This iron object was identified during a survey of the collections at St. Mary’s City. The object was pulled for x-radiography due to its unique shape, but it was not identified at that time. The object was actually pulled because it was misidentified as a smoker’s companion. But lucky for us, because otherwise it may not have been given such a high priority and therefore it may not have been sent to the conservation laboratory for cleaning. During conservation cleaning using air-abrasion techniques, the corrosion on this object was slowly lifted away. The shape was so unique that the conservator decided to take many of the during treatment (cleaning) shots revealed in the photograph above.

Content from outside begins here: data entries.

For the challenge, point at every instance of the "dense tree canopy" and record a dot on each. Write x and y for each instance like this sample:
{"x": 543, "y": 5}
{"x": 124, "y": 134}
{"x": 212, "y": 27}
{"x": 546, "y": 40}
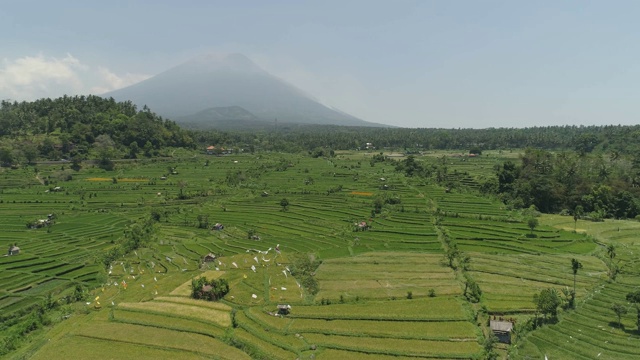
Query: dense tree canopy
{"x": 84, "y": 126}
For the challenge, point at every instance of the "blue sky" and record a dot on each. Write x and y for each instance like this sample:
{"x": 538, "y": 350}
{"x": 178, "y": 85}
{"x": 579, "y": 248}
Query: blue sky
{"x": 422, "y": 63}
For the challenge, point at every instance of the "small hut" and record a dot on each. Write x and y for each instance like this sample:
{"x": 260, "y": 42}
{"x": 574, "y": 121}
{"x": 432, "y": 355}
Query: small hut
{"x": 284, "y": 309}
{"x": 218, "y": 226}
{"x": 502, "y": 330}
{"x": 13, "y": 250}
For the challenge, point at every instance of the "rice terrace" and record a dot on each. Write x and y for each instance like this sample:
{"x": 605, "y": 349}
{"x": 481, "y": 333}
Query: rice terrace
{"x": 275, "y": 247}
{"x": 386, "y": 291}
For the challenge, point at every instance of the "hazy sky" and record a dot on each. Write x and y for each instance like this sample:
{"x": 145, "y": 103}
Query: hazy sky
{"x": 444, "y": 63}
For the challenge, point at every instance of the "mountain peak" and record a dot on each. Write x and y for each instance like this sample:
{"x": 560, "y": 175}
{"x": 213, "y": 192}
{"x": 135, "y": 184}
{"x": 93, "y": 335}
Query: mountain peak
{"x": 216, "y": 80}
{"x": 214, "y": 62}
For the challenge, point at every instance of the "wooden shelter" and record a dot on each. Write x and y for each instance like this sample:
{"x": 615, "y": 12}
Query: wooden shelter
{"x": 13, "y": 250}
{"x": 284, "y": 309}
{"x": 209, "y": 257}
{"x": 502, "y": 330}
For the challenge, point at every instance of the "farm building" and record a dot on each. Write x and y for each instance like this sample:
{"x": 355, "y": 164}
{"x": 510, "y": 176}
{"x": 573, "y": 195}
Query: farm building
{"x": 13, "y": 250}
{"x": 218, "y": 226}
{"x": 284, "y": 309}
{"x": 212, "y": 150}
{"x": 502, "y": 330}
{"x": 209, "y": 257}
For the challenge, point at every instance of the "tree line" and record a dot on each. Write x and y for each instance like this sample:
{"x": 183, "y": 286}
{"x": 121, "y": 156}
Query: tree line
{"x": 83, "y": 127}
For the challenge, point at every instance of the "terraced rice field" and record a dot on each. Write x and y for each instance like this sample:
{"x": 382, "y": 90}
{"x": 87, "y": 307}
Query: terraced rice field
{"x": 362, "y": 309}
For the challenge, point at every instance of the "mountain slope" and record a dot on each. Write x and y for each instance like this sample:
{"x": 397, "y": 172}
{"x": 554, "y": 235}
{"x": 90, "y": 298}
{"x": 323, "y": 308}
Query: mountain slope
{"x": 233, "y": 80}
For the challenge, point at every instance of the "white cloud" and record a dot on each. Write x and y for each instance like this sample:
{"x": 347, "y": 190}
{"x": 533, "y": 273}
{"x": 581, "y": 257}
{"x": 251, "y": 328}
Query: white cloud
{"x": 34, "y": 77}
{"x": 111, "y": 81}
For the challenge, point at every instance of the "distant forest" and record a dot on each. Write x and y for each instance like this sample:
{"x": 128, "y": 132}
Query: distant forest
{"x": 83, "y": 127}
{"x": 591, "y": 171}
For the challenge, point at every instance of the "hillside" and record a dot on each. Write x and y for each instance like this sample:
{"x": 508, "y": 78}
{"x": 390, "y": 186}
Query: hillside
{"x": 223, "y": 118}
{"x": 211, "y": 81}
{"x": 127, "y": 244}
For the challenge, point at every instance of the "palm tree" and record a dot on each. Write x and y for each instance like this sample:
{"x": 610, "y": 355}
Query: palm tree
{"x": 575, "y": 266}
{"x": 611, "y": 251}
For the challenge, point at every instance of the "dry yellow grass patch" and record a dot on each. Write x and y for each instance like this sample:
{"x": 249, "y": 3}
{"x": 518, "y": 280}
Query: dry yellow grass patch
{"x": 362, "y": 193}
{"x": 220, "y": 317}
{"x": 194, "y": 302}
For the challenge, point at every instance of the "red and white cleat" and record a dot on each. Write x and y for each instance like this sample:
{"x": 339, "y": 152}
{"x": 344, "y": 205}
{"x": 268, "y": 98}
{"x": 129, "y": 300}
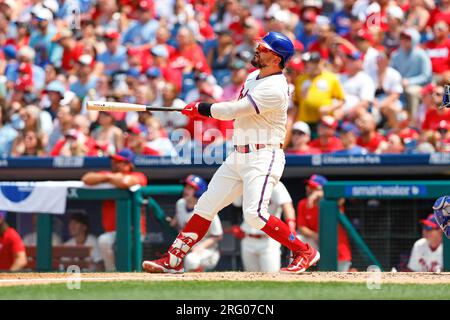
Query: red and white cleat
{"x": 302, "y": 261}
{"x": 161, "y": 266}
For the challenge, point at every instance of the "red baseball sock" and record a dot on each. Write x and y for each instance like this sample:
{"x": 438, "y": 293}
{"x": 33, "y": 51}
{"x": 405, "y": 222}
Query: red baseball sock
{"x": 197, "y": 225}
{"x": 278, "y": 230}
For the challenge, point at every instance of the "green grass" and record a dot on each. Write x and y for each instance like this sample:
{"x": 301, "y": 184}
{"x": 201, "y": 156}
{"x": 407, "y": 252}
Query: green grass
{"x": 226, "y": 290}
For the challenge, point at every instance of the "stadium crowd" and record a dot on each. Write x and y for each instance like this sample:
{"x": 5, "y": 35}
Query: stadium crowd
{"x": 367, "y": 75}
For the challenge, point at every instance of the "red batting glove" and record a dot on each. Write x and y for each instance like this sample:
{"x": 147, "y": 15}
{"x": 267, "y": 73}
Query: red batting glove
{"x": 292, "y": 225}
{"x": 237, "y": 232}
{"x": 191, "y": 110}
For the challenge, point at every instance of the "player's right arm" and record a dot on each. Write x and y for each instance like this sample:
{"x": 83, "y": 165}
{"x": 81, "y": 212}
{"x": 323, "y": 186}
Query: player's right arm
{"x": 94, "y": 178}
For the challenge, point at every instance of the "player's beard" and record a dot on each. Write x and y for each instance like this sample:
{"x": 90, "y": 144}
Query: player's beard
{"x": 257, "y": 63}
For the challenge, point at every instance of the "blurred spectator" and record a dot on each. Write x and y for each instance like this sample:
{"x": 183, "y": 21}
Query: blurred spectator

As more of the corrosion was removed, it became clear that the object was not a smoker’s companion but it was interesting. The shape reminded us of a spring, but what kind? It was not until the object was shown to the curator that it was correctly identified. Military or armament items are not found in abundance at HSMC, and they are rarely found complete. There are many fragments of iron objects in the collections which are not able to be fully identified, but this important object opens up an entirely new category of object at the site.

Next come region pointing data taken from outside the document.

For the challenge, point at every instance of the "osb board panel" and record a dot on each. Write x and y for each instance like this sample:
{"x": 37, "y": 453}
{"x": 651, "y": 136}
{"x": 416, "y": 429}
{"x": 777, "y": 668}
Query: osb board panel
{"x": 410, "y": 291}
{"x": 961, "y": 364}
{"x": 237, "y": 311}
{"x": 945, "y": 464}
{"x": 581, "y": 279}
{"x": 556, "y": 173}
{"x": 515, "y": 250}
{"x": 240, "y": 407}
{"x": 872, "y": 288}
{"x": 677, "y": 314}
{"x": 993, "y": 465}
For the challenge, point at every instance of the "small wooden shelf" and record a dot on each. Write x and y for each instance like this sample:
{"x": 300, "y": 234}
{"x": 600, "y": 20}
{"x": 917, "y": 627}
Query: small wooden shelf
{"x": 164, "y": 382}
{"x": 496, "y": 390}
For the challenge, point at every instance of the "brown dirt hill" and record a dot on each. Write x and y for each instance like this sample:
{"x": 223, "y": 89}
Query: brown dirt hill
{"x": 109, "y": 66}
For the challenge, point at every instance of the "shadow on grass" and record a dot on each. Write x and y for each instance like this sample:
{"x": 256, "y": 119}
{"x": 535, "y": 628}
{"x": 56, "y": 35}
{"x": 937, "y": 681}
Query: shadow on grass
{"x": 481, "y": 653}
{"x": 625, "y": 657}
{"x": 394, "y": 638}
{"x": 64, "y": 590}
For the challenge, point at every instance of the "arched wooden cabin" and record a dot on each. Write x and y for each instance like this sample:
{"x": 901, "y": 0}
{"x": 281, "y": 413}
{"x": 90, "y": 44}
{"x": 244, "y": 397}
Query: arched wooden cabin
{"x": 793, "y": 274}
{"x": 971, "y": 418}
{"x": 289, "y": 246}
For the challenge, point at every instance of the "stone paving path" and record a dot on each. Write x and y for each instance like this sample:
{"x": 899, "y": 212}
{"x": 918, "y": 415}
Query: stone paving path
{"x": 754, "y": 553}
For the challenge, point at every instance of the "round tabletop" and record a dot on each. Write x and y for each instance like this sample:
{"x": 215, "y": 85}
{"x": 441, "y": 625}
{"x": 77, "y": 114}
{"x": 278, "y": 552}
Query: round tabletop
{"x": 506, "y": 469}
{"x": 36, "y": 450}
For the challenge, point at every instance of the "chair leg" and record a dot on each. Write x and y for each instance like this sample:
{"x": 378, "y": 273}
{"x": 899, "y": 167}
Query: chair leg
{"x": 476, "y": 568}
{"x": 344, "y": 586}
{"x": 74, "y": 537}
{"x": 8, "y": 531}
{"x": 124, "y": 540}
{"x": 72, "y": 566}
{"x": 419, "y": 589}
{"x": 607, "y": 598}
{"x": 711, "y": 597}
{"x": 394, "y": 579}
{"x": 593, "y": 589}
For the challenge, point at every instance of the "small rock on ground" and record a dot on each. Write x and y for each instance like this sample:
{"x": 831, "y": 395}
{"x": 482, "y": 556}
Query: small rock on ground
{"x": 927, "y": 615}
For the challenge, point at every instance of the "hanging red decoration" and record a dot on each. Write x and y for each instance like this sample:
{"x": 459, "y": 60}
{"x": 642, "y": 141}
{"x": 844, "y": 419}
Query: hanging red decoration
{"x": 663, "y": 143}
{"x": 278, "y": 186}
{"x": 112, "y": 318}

This item is the battery spring from an early flint-ignition firearm known as a snaphaunce. The battery was the steel surface that the flint struck to produce the sparks which ignited the gunpowder. Snaphaunce locks were a vast improvement over the earlier match locks which used a smoldering “slow match” made of salt peter impregnated fiber. The snaphaunce developed in the last quarter of the 16th century in Europe. It incorporated the improvement of integrating the battery with the pan cover which held the priming powder. The tem “snaphaunce” means roughly “pecking hen” (from the Dutch) and derives from the action of the cock and the battery. The context of this discovery is a filled pit at the St. John’s site dating to the first half of the 17th century.